Irgendwo im östlichen Mittelmeer, an Bord eines der mächtigsten Kriegsschiffe der Welt, beschloss ein junger französischer Marineoffizier, eine Runde zu machen. Bis jetzt läuft alles gesund. Er schnallte seine Smartwatch an, öffnete Strava und machte sich auf den Weg um das Deck der Charles de Gaulle, Frankreichs 262 Meter langem nuklearbetriebenen Flugzeugträger.
Sieben Kilometer später hatte er sein Cardio gemacht.
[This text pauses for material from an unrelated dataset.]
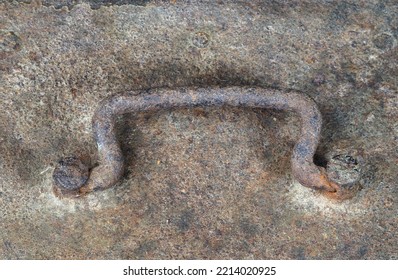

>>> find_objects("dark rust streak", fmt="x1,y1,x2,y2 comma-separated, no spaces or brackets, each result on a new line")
53,87,340,196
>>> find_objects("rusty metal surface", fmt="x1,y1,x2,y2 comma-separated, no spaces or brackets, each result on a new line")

Er hatte außerdem versehentlich dem gesamten Internet genau verraten, wo sich das nuklearbetriebene Kriegsschiff versteckte.
Laut Generalstab der französischen Streitkräfte: "Der Posten entsprach nicht den aktuellen Anweisungen zur digitalen Sicherheit."
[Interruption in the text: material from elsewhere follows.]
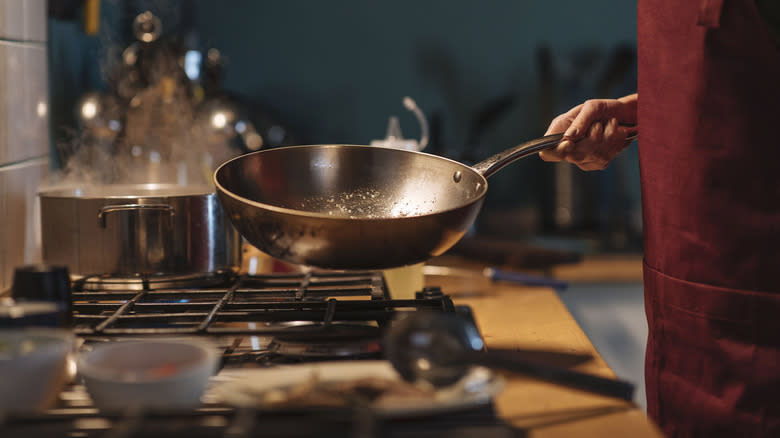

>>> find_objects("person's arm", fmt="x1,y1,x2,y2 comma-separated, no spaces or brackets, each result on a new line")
539,93,637,170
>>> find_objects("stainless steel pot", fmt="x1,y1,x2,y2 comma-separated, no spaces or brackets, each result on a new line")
39,184,241,275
Die französische Zeitung Le Monde berichtete am Donnerstag über die Geschichte (über Anadolu Ajansı) und berichtete, dass das öffentliche Strava-Profil des Offiziers seinen GPS-Standort nahezu in Echtzeit ausgestrahlt habe. Die Zeitung bestätigte dann den Bruch auf altmodische Weise: Satellitenbilder, die kurz nach dem Joggen aufgenommen wurden, zeigten deutlich die markante Silhouette des Trägers, der nordwestlich von Zypern geparkt war, etwa 100 Kilometer vor der türkischen Küste. Fall abgeschlossen. Träger gefunden.
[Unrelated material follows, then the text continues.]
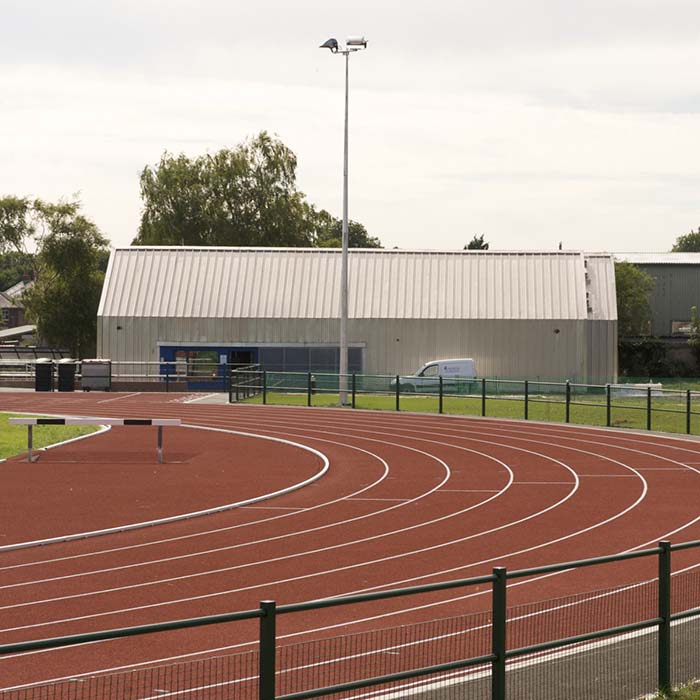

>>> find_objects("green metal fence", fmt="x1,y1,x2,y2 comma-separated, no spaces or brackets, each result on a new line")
229,369,700,434
0,541,700,700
Das Timing war, sagen wir mal, nicht ideal. Die Charles de Gaulle war am 3. März in die Region entsandt worden, wenige Tage nach Beginn der US-israelischen Angriffe auf den Iran. Dies war keine Kleinrisiko-Vergnügungsfahrt.
Zu ihrem Verdienst reagierte das französische Militär mit bewundernswerter bürokratischer Ruhe, bestätigte den Bruch und versprach, dass "angemessene Maßnahmen vom Kommando ergriffen werden".